Introduction

Training deep learning models with medical images is very difficult. Only a few data are accessible due to a variety of problems. In producing medical data, complicated issues such as human rights of patients, copyrights of the medical doctor who processed the medical information into the usable medical data, and other legal issues are entangled. Accordingly, Health Insurance Portability and Accountability Act (HIPAA) and General Data Protection Regulation (GDPR) were enacted in consideration of the issues mentioned above [1, 2]. However, these acts made the medical data more inaccessible, and even the patients themselves could not access their own data [3]. Therefore, medical data themselves are difficult to open public and relatively small amount of data are opened to public. Furthermore, labels of medical images are difficult to obtain. Fine labels labeled by a board-certified radiologist are expensive, and weak labels labeled using previous radiologic report could be inaccurate.

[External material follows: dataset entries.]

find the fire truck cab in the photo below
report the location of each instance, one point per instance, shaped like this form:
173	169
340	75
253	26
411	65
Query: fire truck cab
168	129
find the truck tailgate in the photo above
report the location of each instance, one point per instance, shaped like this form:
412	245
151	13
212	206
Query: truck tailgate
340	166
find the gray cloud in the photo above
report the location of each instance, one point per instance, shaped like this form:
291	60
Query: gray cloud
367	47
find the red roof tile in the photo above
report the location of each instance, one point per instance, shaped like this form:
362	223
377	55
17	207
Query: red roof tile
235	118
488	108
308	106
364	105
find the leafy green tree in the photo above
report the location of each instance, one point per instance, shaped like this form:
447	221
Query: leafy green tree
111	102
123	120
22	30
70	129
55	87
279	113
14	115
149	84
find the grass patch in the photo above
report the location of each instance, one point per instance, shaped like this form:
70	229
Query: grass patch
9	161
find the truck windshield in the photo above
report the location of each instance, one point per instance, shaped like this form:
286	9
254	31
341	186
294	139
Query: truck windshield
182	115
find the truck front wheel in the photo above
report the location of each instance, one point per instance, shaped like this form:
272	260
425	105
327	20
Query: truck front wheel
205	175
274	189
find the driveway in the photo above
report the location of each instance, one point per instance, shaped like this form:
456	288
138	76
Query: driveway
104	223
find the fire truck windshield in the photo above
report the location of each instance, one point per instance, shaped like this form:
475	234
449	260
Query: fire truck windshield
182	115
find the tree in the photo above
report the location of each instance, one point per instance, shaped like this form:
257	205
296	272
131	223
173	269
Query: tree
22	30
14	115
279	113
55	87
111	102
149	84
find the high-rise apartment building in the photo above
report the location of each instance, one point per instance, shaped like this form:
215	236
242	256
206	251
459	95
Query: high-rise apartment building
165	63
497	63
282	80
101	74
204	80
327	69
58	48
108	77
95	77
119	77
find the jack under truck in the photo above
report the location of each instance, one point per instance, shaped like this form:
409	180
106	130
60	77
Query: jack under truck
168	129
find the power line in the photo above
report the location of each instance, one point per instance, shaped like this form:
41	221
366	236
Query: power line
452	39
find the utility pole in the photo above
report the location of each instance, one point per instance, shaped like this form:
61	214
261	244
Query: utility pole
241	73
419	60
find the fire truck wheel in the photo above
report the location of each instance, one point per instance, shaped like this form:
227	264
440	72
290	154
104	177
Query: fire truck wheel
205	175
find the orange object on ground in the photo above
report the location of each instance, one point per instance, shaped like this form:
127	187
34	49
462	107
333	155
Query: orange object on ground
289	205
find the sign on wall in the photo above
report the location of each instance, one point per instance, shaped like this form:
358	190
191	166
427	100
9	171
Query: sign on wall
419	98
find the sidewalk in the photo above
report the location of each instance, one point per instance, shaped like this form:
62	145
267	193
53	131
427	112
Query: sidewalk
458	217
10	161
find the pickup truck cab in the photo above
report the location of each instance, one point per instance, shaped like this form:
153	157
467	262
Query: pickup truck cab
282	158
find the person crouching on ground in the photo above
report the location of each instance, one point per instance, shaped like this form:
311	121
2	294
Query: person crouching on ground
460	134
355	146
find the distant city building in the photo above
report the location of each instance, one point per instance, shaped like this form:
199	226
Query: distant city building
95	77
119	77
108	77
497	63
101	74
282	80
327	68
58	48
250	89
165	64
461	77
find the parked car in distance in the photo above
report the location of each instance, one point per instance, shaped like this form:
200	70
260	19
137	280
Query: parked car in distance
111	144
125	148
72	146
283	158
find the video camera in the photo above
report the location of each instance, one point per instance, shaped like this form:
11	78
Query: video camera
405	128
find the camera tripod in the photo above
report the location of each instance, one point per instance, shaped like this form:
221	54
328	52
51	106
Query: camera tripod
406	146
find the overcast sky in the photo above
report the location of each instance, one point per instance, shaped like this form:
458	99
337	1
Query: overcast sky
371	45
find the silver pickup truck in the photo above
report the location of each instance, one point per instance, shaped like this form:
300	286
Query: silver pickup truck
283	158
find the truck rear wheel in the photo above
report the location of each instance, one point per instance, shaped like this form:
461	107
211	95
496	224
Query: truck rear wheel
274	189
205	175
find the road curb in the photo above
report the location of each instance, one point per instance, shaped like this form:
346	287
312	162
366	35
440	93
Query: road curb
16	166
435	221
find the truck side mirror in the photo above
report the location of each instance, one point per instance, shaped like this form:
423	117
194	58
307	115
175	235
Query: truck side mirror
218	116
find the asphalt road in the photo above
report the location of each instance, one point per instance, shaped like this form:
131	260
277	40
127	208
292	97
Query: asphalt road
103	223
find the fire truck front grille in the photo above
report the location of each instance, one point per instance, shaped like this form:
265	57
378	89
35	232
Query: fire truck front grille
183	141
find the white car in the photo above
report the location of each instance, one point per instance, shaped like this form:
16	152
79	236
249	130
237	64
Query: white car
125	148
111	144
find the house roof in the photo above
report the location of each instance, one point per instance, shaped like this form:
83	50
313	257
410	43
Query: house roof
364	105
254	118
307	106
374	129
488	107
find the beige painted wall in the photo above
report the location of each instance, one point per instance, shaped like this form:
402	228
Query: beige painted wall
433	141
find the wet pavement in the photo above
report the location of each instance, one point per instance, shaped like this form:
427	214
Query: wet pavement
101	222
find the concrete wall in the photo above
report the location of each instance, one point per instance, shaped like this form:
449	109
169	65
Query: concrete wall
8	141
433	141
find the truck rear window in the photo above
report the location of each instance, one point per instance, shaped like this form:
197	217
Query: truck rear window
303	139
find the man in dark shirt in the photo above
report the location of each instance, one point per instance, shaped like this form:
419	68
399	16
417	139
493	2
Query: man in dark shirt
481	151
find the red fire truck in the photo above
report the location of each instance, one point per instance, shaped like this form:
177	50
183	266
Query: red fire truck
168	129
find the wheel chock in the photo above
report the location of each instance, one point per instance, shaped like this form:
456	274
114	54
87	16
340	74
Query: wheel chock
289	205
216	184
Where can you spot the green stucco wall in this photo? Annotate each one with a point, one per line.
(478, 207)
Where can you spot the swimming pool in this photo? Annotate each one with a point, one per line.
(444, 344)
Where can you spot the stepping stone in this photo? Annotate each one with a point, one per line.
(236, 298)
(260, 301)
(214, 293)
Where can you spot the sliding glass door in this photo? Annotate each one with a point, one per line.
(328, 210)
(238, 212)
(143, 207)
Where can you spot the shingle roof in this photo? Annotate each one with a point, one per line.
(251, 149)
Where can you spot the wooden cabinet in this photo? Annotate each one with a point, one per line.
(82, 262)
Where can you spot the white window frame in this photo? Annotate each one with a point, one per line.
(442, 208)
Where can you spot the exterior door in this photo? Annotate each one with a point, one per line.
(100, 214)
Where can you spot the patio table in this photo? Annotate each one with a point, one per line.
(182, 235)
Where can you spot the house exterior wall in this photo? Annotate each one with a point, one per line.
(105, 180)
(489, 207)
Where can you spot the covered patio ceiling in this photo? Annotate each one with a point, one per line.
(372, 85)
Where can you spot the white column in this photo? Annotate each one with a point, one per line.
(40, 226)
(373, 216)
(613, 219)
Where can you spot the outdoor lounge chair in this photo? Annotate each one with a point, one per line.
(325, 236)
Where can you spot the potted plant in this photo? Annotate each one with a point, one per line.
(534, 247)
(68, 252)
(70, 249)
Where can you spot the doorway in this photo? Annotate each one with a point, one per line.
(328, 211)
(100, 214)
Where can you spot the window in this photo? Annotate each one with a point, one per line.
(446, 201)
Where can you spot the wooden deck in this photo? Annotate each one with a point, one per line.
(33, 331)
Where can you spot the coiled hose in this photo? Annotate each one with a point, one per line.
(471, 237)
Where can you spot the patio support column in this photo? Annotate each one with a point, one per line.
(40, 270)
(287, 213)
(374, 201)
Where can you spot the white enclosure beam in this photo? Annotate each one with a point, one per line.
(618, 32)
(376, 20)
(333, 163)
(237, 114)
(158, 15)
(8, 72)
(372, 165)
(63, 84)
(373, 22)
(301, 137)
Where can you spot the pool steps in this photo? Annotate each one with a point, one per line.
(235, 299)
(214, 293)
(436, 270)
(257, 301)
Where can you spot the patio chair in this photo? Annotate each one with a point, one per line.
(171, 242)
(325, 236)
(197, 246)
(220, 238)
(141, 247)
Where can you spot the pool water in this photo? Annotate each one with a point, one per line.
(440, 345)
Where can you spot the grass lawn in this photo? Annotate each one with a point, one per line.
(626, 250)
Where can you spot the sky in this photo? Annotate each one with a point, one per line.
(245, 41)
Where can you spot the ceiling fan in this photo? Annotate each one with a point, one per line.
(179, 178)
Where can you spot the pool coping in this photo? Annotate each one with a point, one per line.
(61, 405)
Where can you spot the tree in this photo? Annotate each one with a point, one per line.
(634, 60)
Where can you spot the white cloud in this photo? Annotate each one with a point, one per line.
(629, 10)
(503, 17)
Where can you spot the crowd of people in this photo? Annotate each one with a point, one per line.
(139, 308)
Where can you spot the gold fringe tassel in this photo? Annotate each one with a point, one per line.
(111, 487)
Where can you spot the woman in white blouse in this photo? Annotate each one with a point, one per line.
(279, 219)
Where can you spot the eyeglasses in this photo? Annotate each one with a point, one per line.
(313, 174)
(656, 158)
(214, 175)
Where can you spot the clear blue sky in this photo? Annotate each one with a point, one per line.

Self-supervised learning (SSL) method is one kind of unsupervised pretraining method which can utilize unlabeled data. Several studies have shown that self-supervised learning can improve the performance of target tasks without using labeled data [4,5,6,7]. Similarly, there have been some approaches to overcome the expensive label issues with self-supervised learning. For example, one study could improve the target tasks by training pretext tasks training such as relative position prediction and local region reconstruction [8]. Other study improved performances in dermatology and chest radiograph (CXR) image classification tasks by adopting self-supervised pretraining [9], and another study proposed self-supervised pretraining pipeline to provide transferable initialization [10]. Furthermore, they have also shown that these approaches can overcome labels not only in the pretraining but also in the target tasks.

Some of the large datasets of CXR images has been opened to public recently [11,12,13,14]. They helped develop models by allowing many deep learning researchers to access medical images. One research group collected these data together and opened pretrained models trained on these data for transfer learning [15]. However, the size of these datasets (112–372 K) is still small compared to ImageNet, a typical deep learning computer vision benchmark of about 1.2 M size [16]. A recent study reported that they have trained self-supervised network on 100 M medical images [17]. However, various modalities of medical images are used in this study, and 1.3 M X-ray images were used in this study. Furthermore, this pretrained model or images are still not accessible to peer researchers.

Still many researchers utilize ImageNet pretrained models in medical image deep learning tasks. However, regardless of the model performances, ImageNet pretrained models in medical image might seem unreasonable to medical personnel. ImageNet models are usually pretrained on 224 × 224 resolution images, while medical images have much higher resolution. Therefore, several researches used medical image pretrained models to improve medical image deep learning tasks [10, 18,19,20].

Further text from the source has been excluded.